В очередной раз поржав над злоключениями Длинного, друзья успокоились и приняли сосредоточенный вид. Немного порепетировав, Дмитрий был готов.
– Давай уже, звони!
– Слушай, а зачем тебе это нужно? – спросил Димка и неожиданно серьезно посмотрел на друга.
Не знаю, может это и не он, а сам разум, чистый разум задал тогда этот вопрос. В любом случае, он так и повис в воздухе.
Идея была инновационна, как шило в одном месте, и требовала немедленного воплощения в жизнь!
– А им это зачем было нужно? Что, своих жен и мужей не хватало?
Сдавшись и сделав серьезное лицо, Дмитрий набрал продиктованный Лехой номер и прикрыл рукой микрофон от галдящих звуков кофейни.

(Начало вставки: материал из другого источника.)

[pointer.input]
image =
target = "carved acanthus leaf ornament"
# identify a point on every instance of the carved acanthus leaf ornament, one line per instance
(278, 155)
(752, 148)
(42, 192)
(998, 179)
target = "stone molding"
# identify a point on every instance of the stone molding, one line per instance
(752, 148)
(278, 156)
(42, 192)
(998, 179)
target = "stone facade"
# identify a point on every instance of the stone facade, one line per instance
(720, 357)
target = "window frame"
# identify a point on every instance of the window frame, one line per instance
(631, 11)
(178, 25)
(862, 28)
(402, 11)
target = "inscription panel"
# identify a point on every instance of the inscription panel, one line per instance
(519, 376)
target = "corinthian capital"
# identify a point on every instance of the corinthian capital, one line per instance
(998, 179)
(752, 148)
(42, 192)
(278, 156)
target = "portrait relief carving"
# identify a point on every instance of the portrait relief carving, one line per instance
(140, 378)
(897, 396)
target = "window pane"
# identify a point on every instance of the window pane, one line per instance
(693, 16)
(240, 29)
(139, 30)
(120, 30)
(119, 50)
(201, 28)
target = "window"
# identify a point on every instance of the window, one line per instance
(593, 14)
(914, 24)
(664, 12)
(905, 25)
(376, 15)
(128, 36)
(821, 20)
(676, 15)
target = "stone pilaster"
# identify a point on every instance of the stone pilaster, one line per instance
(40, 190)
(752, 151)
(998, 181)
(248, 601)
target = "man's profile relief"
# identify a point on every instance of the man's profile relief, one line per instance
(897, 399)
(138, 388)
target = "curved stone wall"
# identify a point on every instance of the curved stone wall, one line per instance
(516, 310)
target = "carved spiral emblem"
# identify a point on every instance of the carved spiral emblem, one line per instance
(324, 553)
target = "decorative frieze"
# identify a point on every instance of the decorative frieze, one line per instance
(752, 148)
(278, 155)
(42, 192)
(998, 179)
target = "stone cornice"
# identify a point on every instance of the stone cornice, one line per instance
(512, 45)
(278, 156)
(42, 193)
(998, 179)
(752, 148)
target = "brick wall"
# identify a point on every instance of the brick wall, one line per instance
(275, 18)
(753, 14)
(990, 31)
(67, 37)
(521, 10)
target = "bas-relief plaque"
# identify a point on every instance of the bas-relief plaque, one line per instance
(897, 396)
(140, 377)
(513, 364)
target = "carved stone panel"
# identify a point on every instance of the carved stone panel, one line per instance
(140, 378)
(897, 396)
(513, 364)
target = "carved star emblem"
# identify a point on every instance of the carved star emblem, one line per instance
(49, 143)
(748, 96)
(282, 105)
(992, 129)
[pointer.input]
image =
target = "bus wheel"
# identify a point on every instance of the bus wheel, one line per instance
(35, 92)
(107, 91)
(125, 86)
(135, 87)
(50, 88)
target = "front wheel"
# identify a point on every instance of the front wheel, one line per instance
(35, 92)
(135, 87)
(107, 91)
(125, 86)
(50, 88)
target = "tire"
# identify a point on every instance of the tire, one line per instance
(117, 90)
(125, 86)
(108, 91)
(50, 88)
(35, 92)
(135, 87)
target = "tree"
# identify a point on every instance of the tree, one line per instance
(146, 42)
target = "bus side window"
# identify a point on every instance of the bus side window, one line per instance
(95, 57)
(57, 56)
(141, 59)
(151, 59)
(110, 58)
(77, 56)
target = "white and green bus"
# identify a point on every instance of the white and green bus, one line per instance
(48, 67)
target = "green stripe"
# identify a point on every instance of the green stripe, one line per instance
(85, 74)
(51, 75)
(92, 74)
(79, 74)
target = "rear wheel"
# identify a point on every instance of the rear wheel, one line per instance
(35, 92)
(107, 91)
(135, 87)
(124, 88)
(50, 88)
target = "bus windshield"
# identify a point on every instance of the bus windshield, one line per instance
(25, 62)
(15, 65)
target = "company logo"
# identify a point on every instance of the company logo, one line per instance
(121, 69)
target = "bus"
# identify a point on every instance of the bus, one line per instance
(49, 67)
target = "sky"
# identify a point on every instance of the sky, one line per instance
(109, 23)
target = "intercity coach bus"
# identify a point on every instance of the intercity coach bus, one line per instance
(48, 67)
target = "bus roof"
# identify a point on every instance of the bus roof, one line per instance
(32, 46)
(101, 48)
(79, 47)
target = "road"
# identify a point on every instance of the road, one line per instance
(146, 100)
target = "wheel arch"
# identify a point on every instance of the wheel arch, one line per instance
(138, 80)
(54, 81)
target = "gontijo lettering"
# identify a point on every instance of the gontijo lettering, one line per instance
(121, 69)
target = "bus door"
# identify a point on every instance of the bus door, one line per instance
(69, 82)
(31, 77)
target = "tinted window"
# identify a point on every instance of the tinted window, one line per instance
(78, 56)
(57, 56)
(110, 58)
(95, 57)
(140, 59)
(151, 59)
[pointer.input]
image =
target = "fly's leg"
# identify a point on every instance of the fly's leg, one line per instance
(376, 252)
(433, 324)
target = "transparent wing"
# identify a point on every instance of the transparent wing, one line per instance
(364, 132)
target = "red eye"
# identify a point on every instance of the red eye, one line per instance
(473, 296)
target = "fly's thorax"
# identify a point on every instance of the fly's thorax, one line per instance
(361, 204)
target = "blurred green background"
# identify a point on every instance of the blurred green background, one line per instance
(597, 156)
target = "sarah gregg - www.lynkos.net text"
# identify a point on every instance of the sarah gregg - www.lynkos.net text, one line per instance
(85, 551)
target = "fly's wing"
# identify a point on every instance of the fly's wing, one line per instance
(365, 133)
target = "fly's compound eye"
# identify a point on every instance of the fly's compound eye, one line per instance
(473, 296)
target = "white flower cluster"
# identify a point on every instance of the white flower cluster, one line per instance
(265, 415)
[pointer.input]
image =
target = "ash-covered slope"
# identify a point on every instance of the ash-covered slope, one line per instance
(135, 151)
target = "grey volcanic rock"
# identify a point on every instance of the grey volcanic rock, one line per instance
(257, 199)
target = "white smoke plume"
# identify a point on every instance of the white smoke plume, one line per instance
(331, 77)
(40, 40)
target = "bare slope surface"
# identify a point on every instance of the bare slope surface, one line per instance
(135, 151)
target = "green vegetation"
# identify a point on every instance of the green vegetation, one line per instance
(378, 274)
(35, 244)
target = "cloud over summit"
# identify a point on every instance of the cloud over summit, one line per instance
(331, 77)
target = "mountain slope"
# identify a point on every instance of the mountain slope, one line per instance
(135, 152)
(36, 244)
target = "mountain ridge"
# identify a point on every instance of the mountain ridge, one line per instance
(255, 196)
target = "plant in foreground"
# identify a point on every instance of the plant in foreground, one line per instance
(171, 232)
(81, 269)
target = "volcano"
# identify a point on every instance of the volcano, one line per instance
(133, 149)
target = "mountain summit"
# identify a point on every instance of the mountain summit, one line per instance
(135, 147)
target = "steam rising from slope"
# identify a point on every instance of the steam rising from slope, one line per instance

– Абонент не абонент, – сказал он через несколько секунд и нажал отбой.
Алексей с недоверием посмотрел на друга.
– Набери-ка еще раз, – сказал он, и, взяв телефон, приложил его к своему уху.
Казенный голос в трубке известил Алексея о том, что сегодня озвучить Сергею Сергеевичу его «диагноз» не получится.
Димка выдохнул с облегчением:
– Давай попозже попробуем набрать.
Но «попозже» Леху категорически не устраивало. Работа мысли отразилась на его лице, взгляд задумчиво блуждал и вдруг остановился на Настиной спине.
– А чего мы паримся? Позвоним его жене! Она у него строгая, шкуру с живого спустит.
– А ты и с женой его знаком? – изумился Дмитрий.
– Да, случайно вышло.
– Да, ты, прям, член их семьи уже, практически!
– Это да. Уже практически!
– Как ее зовут?
– Нечаева Анастасия.
– А отчество?
– Не помню.
– Ладно, давай телефон.
Диспозиция была шикарная. Алексей видел Настю и мог воочию наблюдать ее реакцию. Правда, со спины, но все равно круто! Его так и подмывало сказать другу, что собеседница-то, вот она! Сидит всего метрах в десяти от них. Но, он не сказал. Этим зрелищем он был готов насладиться и в одиночестве.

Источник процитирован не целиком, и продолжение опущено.